O poeta Ezra Pound definiu três modos retóricos para "carregar de energia" a linguagem poética. Em seu ensaio "How to Read (1927), Pound "define" a Melopeia como o mundo criativo dos sons no texto poético, a Fanopeia como aquilo que traduz o poder visual da imagem e a Logopeia como a capacidade de combinar forma e o conteúdo das palavras com o objetivo de obter beleza estética. É possível reconhecer muito claramente em seus poemas uma dedicação com a forma, a musicalidade e o impacto visual dos versos e das palavras, algo que muitas vezes poetas contemporâneos deixam de lado em defesa do desvairismo poético, da escrita quase que automática que bombardeia o leitor com imagens, muitas vezes através da violência. O poeta artesão, esse que como você trabalha palavra a palavra, é um poeta em extinção nesse mundo veloz?

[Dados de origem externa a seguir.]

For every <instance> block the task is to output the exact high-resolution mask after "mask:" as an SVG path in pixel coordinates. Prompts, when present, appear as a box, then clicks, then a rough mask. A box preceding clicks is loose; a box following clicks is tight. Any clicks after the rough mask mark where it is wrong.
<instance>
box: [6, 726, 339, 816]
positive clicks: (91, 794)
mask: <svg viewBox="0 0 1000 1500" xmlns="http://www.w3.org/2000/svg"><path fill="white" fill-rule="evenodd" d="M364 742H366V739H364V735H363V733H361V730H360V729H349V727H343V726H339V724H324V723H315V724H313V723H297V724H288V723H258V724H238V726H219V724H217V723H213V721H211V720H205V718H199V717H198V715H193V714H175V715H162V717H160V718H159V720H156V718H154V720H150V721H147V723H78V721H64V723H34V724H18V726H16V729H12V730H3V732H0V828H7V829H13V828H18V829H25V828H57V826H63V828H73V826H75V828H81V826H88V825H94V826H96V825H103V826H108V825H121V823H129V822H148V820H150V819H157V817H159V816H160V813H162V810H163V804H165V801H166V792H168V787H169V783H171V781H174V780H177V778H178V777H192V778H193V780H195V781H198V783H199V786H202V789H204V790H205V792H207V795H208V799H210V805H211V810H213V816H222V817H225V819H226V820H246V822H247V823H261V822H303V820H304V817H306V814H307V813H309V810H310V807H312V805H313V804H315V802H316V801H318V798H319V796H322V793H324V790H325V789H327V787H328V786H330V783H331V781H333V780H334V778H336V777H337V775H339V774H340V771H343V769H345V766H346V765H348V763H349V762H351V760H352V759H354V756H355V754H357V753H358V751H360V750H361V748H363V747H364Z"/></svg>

M - Acho que cada poeta é levado, ao longo dos anos, a se encontrar dentro do que ele entende por poesia. O legal é poder passear pela Melopeia, pela Fanopeia e pela Logopeia ao mesmo tempo. É muito legal também bombardear o leitor com imagens potentes desde que elas sejam originais.


Gosto de pensar o poema como uma junção de imagens e palavras que nunca estiveram juntas antes.

Se esse ato de selecionar, filtrar, cortar, misturar e reescrever é uma forma de artesanato, então é importante que esse artesanato se sobreponha à velocidade dos dias de hoje em forma de poesia. Seria como se o poema durasse uma eternidade dentro da noite veloz.


Além de jornalista e ecritor você também desenvolve um trabalho de pesquisa sobre ruídos poéticos urbanos em mestrado na LabJor/IEL da Universidade de Campinas. Conte pros nossos leitores um pouco sobre essa pesquisa.


M - O objeto da pesquisa são estas ruínas do capitalismo que estão afixadas em postes, placas e muros da cidade. No dia a dia, nos deparamos com fragmentos de imagens nos meios de convivência urbanos que se descaracterizam de suas funções iniciais de mensagem por estarem, de certa forma, danificadas, rasuradas e parcialmente destruídas pela ação do tempo. São propagandas que se tornam outra coisa ao longo do tempo. São sinalizações de trânsito que ganham outras características com rabiscos, colagens aleatórias e até pela ferrugem, por exemplo.


Pretendo realizar uma incursão ao universo possivelmente poético repleto de signos e significados que povoam os mais diferentes ambientes públicos urbanos, além de apontar para a formulação de caminhos para uma análise teórica do tema. Esses caminhos implicam na observação e na interpretação permanente dos denominados “cacos poéticos urbanos” e suas diferentes formas e formatos que permeiam os indivíduos nas ruas, nas praças, postes, placas, muros, prédios, cartazes, esculturas públicas, bustos, estátuas, jardins e nos demais objetos e meios de convivência de uma grande metrópole como Campinas.


A ideia é ampliar a visão sobre o que se tratam estes fragmentos de elementos poéticos perdidos nas urbanidades e no universo frenético do cotidiano.

Será que estes fragmentos realmente podem ser encarados como poesia? Eu aposto que sim.